In this article we will discuss about the merits and demerits of Revealed Preference Theory.

(i) It does not involve any psychological introspective in­formation about the behaviour of the consumer. Rather, it presents a behaviouristic analysis based on observed consumer behaviour in the market. This approach has helped, according to Samuelson, to divest the theory of demand of the “last vestiges” of the psychological analysis.

Thus the revealed preference hypothesis is more realistic, objective and scientific than the earlier demand theorems.

(ii) It avoids the “continuity” assumption of the utility and indifference curve approaches. An indifference curve is a continuous curve on which the consumer can have any combination of the two goods. Samuelson believes that there is discontinuity because the consumer can have only one combination.

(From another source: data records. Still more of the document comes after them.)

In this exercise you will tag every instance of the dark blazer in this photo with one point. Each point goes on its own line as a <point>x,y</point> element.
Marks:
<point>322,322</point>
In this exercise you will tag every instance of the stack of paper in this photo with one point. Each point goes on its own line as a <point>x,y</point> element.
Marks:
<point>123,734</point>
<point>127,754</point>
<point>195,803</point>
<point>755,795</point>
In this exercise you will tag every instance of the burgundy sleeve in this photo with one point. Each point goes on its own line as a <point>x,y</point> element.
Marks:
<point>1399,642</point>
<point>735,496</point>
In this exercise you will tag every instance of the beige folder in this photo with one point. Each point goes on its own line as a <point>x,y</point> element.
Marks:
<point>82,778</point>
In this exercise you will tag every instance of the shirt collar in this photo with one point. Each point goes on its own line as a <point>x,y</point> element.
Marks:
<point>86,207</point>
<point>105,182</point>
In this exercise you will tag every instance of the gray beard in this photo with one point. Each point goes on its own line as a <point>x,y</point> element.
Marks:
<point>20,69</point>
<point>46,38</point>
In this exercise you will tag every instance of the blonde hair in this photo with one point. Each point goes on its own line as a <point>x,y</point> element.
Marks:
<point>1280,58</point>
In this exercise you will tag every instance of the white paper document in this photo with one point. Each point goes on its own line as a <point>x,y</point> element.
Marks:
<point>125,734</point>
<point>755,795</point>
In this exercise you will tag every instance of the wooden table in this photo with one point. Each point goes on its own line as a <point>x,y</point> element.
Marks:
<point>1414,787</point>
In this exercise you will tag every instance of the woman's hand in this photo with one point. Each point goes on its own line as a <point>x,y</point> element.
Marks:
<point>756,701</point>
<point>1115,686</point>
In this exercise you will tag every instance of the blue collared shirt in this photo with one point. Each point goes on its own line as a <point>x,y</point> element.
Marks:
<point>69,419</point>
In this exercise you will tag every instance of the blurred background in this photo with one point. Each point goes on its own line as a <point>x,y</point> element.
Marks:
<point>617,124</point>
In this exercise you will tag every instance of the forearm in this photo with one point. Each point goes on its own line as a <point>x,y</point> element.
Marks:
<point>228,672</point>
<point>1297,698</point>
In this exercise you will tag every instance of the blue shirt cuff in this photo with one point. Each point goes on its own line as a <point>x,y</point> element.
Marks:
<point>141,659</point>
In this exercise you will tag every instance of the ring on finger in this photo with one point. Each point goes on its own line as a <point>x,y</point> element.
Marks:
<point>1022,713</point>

(iii) The Hicksian demand analysis is based on the assumption that the consumer always behaves rationally to maximise his satisfaction from a given income. Samuelson’s demand theorem is superior because it completely dispenses with the assumption that the consumer always maximises his satisfaction, and makes no use of the dubious hypothesis like the Law of Diminishing Marginal Utility of the Marshallian analysis or the Law of Diminishing Marginal Rate of Substitution of the Hicksian approach.

(iv) In the first stage of Samuelson’s demand theorem the ‘over compensation effect’ is more realistic as an explanation of consumer behaviour than the Hicksian substitution effect. It permits the consumer to shift to a higher price-income situation in case of rise in the price of X and vice versa. It is an improvement over Hicks “compensating variation”.

(v) Similarly, the second stage of the Samuelsonian Theorem explains the Hicksian income effect in a much simpler way. Hicks himself admits the superiority of Samuelson’s theory when he writes that as a clear alternative to the indifference technique its presentation is the newest and important contribution of Samuelson to the theory of demand.

(vi) This theory provides the basis for welfare economics in terms of observable behaviour based on consistent choice.